Full pipeline: PDF to database (OCR, metadata, extraction, refinement)
API failures captured in status columns, not thrown as errors
Schema-agnostic pipeline with a host-pathogen schema (proves no hard-coded assumptions)
Embedding-based deduplication (exact duplicates, near-duplicates, missing fields)
Field-by-field deduplication (partial matches, populated field comparison)
LLM-based semantic deduplication (common names vs scientific names)

Running Tests

# Run all tests (integration tests auto-skip without keys)
devtools::test()

# Run a specific test file
testthat::test_file("tests/testthat/test-database.R")

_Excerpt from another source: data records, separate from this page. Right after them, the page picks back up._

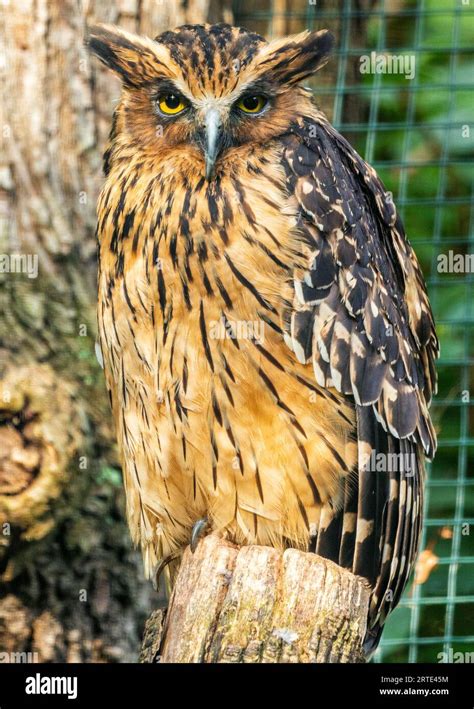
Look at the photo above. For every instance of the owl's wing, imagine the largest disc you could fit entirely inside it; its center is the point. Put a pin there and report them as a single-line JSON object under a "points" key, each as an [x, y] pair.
{"points": [[362, 317]]}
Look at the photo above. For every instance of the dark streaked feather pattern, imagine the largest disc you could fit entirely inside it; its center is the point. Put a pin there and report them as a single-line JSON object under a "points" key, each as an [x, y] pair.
{"points": [[372, 337]]}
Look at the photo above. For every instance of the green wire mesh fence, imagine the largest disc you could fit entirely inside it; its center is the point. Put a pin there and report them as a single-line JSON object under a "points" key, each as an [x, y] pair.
{"points": [[412, 118]]}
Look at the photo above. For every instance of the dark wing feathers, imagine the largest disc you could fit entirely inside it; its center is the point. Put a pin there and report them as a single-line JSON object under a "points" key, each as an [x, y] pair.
{"points": [[362, 315]]}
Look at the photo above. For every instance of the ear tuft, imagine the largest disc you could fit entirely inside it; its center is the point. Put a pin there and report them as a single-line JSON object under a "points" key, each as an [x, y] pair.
{"points": [[292, 59], [137, 60]]}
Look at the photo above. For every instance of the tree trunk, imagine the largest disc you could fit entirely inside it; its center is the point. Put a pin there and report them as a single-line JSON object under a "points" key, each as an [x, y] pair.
{"points": [[257, 604], [71, 588]]}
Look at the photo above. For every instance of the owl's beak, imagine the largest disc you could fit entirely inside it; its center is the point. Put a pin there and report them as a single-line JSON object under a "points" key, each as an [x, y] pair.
{"points": [[213, 141]]}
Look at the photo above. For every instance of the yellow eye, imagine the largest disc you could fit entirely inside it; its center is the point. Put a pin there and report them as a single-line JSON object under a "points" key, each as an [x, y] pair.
{"points": [[171, 104], [252, 104]]}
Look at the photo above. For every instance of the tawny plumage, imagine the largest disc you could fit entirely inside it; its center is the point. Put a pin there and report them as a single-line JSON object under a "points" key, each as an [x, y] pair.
{"points": [[264, 323]]}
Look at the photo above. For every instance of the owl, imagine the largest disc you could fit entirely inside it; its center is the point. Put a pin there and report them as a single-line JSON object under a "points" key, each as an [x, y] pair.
{"points": [[267, 339]]}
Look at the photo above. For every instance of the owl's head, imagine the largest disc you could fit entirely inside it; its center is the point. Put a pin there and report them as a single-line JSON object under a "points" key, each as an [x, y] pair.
{"points": [[211, 88]]}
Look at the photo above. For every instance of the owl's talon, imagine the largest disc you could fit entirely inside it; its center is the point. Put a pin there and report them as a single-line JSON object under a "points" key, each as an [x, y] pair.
{"points": [[161, 566], [198, 530]]}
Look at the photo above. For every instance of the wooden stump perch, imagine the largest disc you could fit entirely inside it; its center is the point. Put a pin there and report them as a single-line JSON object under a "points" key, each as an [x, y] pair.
{"points": [[258, 604]]}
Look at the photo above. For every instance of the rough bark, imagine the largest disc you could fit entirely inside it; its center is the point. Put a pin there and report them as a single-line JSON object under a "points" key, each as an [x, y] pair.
{"points": [[71, 588], [257, 604]]}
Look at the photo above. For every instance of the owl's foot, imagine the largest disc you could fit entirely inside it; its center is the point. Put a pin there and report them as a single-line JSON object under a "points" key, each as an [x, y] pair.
{"points": [[161, 566], [198, 530]]}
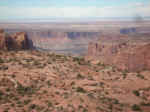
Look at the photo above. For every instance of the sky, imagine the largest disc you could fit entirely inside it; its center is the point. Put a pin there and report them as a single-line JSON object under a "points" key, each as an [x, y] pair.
{"points": [[45, 9]]}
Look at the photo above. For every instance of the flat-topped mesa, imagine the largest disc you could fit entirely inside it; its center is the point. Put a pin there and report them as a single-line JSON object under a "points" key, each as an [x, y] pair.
{"points": [[125, 56], [16, 41]]}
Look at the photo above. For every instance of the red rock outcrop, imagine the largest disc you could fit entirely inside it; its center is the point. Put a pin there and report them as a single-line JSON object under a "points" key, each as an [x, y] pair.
{"points": [[16, 41], [125, 56]]}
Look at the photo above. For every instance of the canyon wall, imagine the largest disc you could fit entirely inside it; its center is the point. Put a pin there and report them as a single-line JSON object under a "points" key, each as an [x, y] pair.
{"points": [[132, 55], [15, 41]]}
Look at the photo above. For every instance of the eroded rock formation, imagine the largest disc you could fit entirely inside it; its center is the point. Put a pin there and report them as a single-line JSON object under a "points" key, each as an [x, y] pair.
{"points": [[125, 56], [16, 41]]}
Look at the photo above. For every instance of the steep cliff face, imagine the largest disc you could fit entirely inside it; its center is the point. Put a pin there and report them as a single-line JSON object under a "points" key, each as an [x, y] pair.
{"points": [[125, 56], [16, 41]]}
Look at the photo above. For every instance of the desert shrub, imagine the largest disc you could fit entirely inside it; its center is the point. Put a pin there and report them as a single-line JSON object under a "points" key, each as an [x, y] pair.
{"points": [[144, 104], [81, 90], [25, 90], [136, 107], [79, 76], [140, 76], [136, 93], [1, 60]]}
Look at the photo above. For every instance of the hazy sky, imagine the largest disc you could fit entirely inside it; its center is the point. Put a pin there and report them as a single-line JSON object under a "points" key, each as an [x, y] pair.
{"points": [[35, 9]]}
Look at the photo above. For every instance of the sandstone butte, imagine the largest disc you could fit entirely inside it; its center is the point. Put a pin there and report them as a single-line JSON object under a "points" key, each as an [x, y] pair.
{"points": [[15, 41], [124, 56]]}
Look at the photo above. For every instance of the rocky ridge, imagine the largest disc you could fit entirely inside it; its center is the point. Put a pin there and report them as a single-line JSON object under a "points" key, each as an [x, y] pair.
{"points": [[15, 41]]}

# Full package check (includes tests, documentation, examples)
devtools::check()

To include integration tests, set up API keys in a .env file (see the Complete Guide for details). The .env file is automatically loaded when R starts in the project directory.

Design Patterns

Cleanup with withr. All test resources (temp databases, files, environment variables) are cleaned up automatically using withr, ensuring no side effects between tests.

Focused assertions. Each test_that() block tests one specific behavior rather than bundling multiple concerns.

Edge case coverage. Tests cover typical usage, edge cases (empty inputs, NULL values), error conditions, and type validation.

Schema-agnostic design. Test fixtures use schemas that deliberately differ from the package defaults, proving no hard-coded domain assumptions exist in the pipeline.

API key gating. Integration tests use skip_if() guards so the full local test suite passes without any API keys configured.